The investigation also reveals how “representative offices” or “cultural centres” tied to sanctioned governments can function as loopholes in sanctions regimes. Often registered as non-profits, such entities can obscure their links to state ownership and continue operating under the guise of cultural diplomacy. The Moscow House case exposes how these structures can serve as proxies for sanctioned authorities, maintaining commercial activity under legitimate cover.
From a compliance perspective, this development sends a strong warning to property managers, financial institutions, and service providers. Any entity that facilitates payments or services connected to sanctioned property risks criminal exposure. Financial institutions must therefore extend sanctions screening to include property-based income and service payments, ensuring that any funds linked to sanctioned entities are immediately blocked.

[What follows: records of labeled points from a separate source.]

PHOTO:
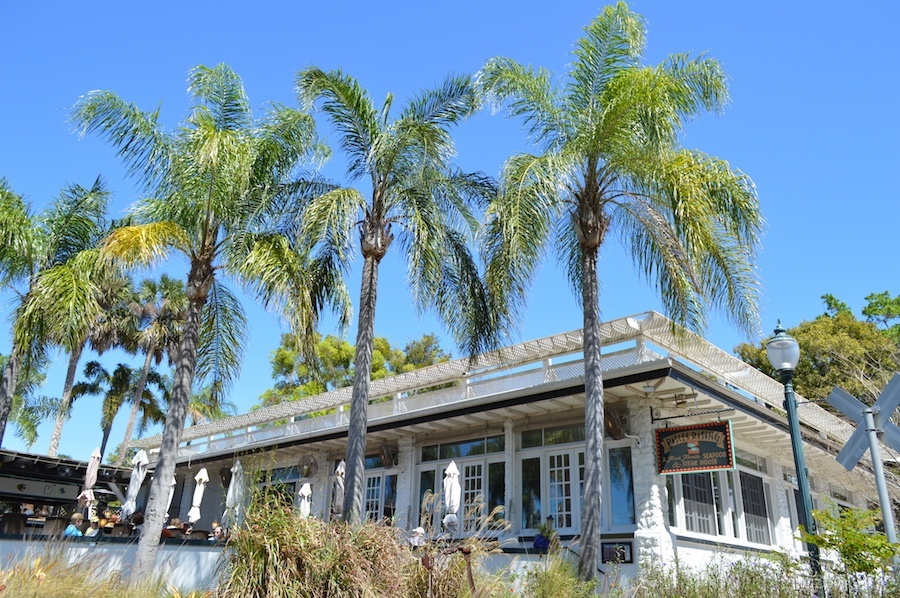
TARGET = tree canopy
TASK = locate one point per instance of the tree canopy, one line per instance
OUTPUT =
(297, 376)
(839, 349)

The prosecution also delivers a set of strategic lessons for compliance professionals and regulators. First, physical assets demand constant verification — sanctions enforcement cannot depend solely on digital screening. Real-estate audits, tenant reviews, and direct site monitoring are essential. Second, “economic resources” under EU law encompass any property capable of generating value; renting, leasing, or otherwise exploiting sanctioned assets constitutes prohibited activity. Third, indirect support — such as tenants paying for utilities or upkeep — must be recognised as a form of sanctions circumvention. Fourth, effective coordination between AML and sanctions functions is critical, as breaches often produce illicit proceeds that enter the financial system. Fifth, financial intermediaries and service providers have a legal duty to report suspected breaches to national authorities. Sixth, consistent enforcement enhances national and EU-wide credibility, strengthening the deterrent effect of sanctions. Seventh, the proceeds of sanctions evasion are not just violations of foreign policy measures but also predicate offences for money laundering. Finally, awareness campaigns targeting landlords, notaries, and service firms are essential to prevent inadvertent breaches arising from ignorance of sanctions obligations.

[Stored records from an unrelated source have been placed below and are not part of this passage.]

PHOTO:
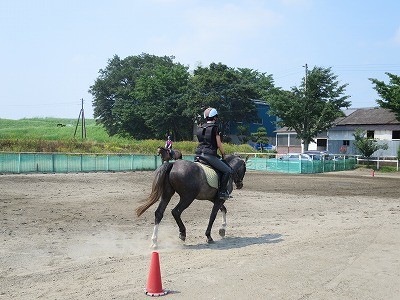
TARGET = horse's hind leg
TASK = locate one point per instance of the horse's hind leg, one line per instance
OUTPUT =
(177, 212)
(223, 225)
(217, 205)
(159, 213)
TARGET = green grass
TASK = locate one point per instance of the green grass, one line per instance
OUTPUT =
(43, 135)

Ultimately, the Moscow House affair underscores that the strength of sanctions lies not only in the laws themselves but in how they are enforced. A frozen asset can continue to generate revenue unless authorities actively ensure its inactivity. Latvia’s decision to pursue criminal charges illustrates its determination to close these gaps and uphold the integrity of the EU’s sanctions framework.
For the financial compliance community, the message is unequivocal: sanctions are now inseparable from financial crime compliance. They require the same diligence, monitoring, and escalation processes applied to AML obligations. As the EU broadens its sanctions regime and intensifies penalties, the boundary between sanctions enforcement and anti-money-laundering efforts will continue to narrow.

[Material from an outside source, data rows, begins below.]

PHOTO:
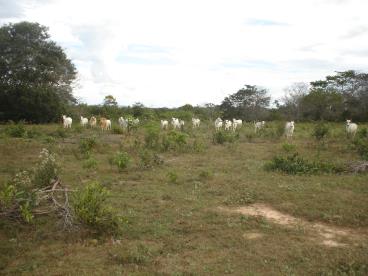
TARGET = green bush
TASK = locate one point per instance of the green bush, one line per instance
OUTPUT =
(361, 146)
(152, 138)
(149, 159)
(362, 133)
(221, 137)
(60, 132)
(117, 130)
(288, 147)
(16, 130)
(172, 177)
(320, 131)
(294, 164)
(91, 208)
(121, 159)
(86, 145)
(174, 140)
(33, 133)
(18, 197)
(46, 170)
(90, 163)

The Moscow House case therefore stands as more than a local legal dispute. It marks a turning point in Europe’s treatment of sanctions violations — reframing them as serious criminal enterprises that threaten both financial integrity and geopolitical accountability. As enforcement increasingly targets not only banks but also real-estate operations, service providers, and cultural entities, one principle emerges with clarity: sanctioned assets cannot quietly remain productive, no matter how benign their appearance or purpose.